Today (5th October) is Teachers’ Appreciation Day… woop! After years of being employed on fixed term research contracts, struggling to be able to get a mortgage because of my precarious employment and desperately chasing after grant funding to keep myself employed, I began my lectureship in 2019.
I was thrilled to begin my new job. I realised that my new role would include a fair amount of teaching and I was excited about it. Teaching is something that I have always enjoyed and it wasn’t that long ago that I was a student myself. Some of my most memorable lectures and lecturers have stayed with me to this day. When I teach, I love being able to explain and communicate topics to people so that they can leave understanding them better. But more than that, in my new job, I wanted to bring innovation and creativity to my teaching approaches so that students would enjoy learning (little did I know that my mini-discos and interactive ice breakers would be much appreciated by students as everything went online during the COVID-19 pandemic).
Teaching is a really difficult and valuable skill, which I have been working on throughout my career and I continue to work on it to this day (after all, there is always room for improvement!). Ultimately, teaching is hard but enjoyable work. When the pandemic hit, I think many of us reflected on how skilled teachers in all of their different capacities are. Yet, sometimes teaching can be viewed less favourably to research in Higher Education.
The reality is that some academics have exceptional research skills and they are employed because they are fantastic researchers, but sometimes they receive very little training in teaching. Workload is also a factor, we are all overworked, and lecturers on research contracts are pulled in many different directions. Balancing research alongside teaching and admin (and this is just the beginning of the various responsibilities) is tough especially when there is pressure to bring in more and more grants and alongside publications.

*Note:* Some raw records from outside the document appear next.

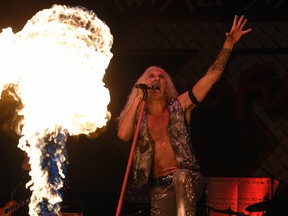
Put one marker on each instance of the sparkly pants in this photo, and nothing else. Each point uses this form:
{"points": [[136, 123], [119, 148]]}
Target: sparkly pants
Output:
{"points": [[180, 197]]}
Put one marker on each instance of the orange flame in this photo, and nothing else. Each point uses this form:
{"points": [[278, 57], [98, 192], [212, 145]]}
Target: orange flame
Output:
{"points": [[56, 63]]}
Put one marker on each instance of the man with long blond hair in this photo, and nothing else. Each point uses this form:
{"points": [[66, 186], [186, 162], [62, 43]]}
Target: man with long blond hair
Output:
{"points": [[163, 155]]}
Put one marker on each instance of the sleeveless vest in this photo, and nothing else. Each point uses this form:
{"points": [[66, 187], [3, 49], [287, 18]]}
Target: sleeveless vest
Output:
{"points": [[179, 135]]}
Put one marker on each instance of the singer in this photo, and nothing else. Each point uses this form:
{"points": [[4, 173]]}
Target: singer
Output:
{"points": [[163, 156]]}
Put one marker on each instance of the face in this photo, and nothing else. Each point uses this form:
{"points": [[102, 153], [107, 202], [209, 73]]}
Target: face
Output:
{"points": [[157, 77]]}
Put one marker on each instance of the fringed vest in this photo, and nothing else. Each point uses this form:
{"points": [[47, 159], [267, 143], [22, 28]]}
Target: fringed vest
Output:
{"points": [[179, 137]]}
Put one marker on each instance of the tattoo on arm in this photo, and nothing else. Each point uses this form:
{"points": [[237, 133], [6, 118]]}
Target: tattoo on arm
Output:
{"points": [[221, 59]]}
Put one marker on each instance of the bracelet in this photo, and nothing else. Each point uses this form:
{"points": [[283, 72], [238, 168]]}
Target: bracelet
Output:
{"points": [[193, 98]]}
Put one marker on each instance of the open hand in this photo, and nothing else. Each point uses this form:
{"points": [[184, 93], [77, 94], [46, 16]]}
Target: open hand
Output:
{"points": [[237, 31]]}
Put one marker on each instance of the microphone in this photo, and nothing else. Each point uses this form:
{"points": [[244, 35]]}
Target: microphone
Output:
{"points": [[146, 87]]}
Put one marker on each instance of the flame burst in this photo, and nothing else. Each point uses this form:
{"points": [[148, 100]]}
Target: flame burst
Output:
{"points": [[56, 64]]}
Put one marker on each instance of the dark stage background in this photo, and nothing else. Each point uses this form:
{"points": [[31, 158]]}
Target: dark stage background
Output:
{"points": [[233, 136]]}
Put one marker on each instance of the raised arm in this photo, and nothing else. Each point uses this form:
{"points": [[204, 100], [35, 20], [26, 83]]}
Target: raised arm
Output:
{"points": [[203, 86]]}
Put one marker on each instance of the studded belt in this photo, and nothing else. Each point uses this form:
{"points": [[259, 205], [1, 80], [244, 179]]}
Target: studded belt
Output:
{"points": [[166, 180]]}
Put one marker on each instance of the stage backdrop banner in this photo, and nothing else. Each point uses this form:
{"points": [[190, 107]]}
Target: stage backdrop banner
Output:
{"points": [[228, 195]]}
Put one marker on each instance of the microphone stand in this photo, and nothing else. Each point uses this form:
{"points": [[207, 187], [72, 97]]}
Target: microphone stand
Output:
{"points": [[145, 94]]}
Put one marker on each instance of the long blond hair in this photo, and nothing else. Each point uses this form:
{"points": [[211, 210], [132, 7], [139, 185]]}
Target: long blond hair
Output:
{"points": [[171, 91]]}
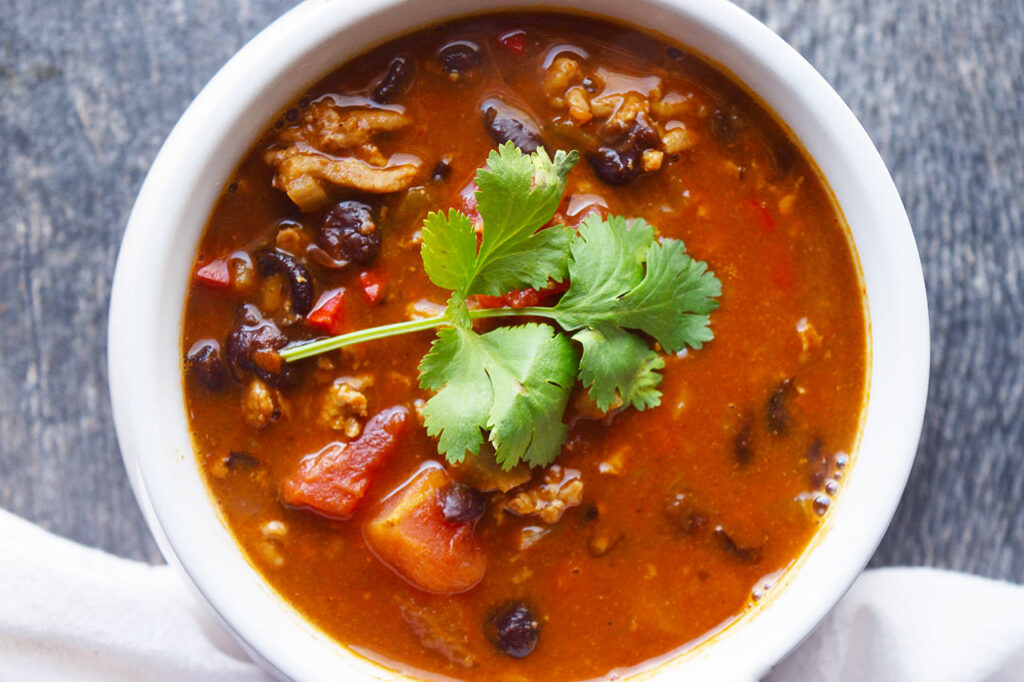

But, I made the best decision that I have ever made in starting this job and I absolutely love teaching the next generations of scientists. I have been welcomed into the wonderful world of teaching, scholarship and pedagogy with open arms. I get to develop teaching materials to help students learn, I get to support young people in their journey’s and potentially even inspire them in whatever they decide to do next. That is a real privilege.
So, as we begin the new academic term, I have a plea on Teachers’ Day, it is to please respect, appreciate and value teaching, in all of its forms, but especially in Higher Education.